Neuer Bahnhofskümmerer hat Arbeit aufgenommen

14. Februar 2015 @

Einige Zeit war sie vakant, nun ist sie seit dem 12. Januar 2015 wieder besetzt: Die Stelle des Bahnhofkümmerers. Die Stelle ist vakant geworden, weil den Nachfolger von Rüdiger Feldner, der zum Bauhof in Festanstellung wechselte, dort nur für eineinhalb Monate arbeiten wollte. Nun wird wieder für Ordnung und Sauberkeit durch Herbert Friedenberger rund um den Bahnhof gesorgt.
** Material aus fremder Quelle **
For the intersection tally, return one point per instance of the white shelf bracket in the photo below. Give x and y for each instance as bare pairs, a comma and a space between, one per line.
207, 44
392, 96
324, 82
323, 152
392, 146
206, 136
Herbert Friedenberger ist der neue Bahnhofskümmerer von Sehnde - Foto: JPH

Herbert Friedenberger ist der neue Bahnhofskümmerer von Sehnde – Foto: JPH

„Es war wie Weihnachten“, erzählt Herbert Friedenberger (50), „als ich den Anruf der Stadtverwaltung mit dem Jobangebot erhielt – obwohl es erst November war.“ Und wer ihn erlebt, der glaubt dem gelernten Vulkaniseur aufs Wort. Denn viel hat er nach seinem Arbeitsunfall nach zehn Jahren als Vulkaniseur schon unternommen, um wieder Arbeit zu bekommen: Umschulung zum technischen Zeichner CAD, acht Jahre im Landschaftsbau, 400- und Ein-Euro Jobs und im Jahr 2014 rund 60 Gespräche, „aber als Schwerbehinderter haben sie kaum Chancen“. Auch auf die für zweieinhalb Jahre durch die Region eingerichtete Stelle hatte er sich im September 2014 beworben, war aber nur zweiter Sieger. Doch dann kam der Anruf aus Sehnde und man fragte den Burgdorfer, ob er noch Interesse habe.

Sofort habe er zugesagt, auch wenn die Stelle zunächst nur noch bis Ende 2015 läuft. „Wir rechnen damit, dass die Region zu etwa gleichen Konditionen eine Fortführung vornimmt. Dann wird der Rat entscheiden. Das Programm hat sich aus unserer Sicht bewährt“, so der zuständige Fachbereichsleiter Godehard Kraft. Denn die Arbeit des „Kümmerers“, für die die Bahn die Geräte stellt, hat vieles am Bahnhof und auch am Busbahnhof verbessert. „Es gibt einen deutlichen Rückgang von Vandalismus und Unrat am Bahnhof“, stellt Bürgermeister Carl Jürgen Lehrke fest. „Auch die Information von Reisenden, die Funktion des Fahrstuhles und die Funktionszeiten der Fahrkartenautomaten haben sich verbessert. Wenn mal der Kümmerer fehlt, fragt die Bevölkerung oft nach“, fügt er hinzu.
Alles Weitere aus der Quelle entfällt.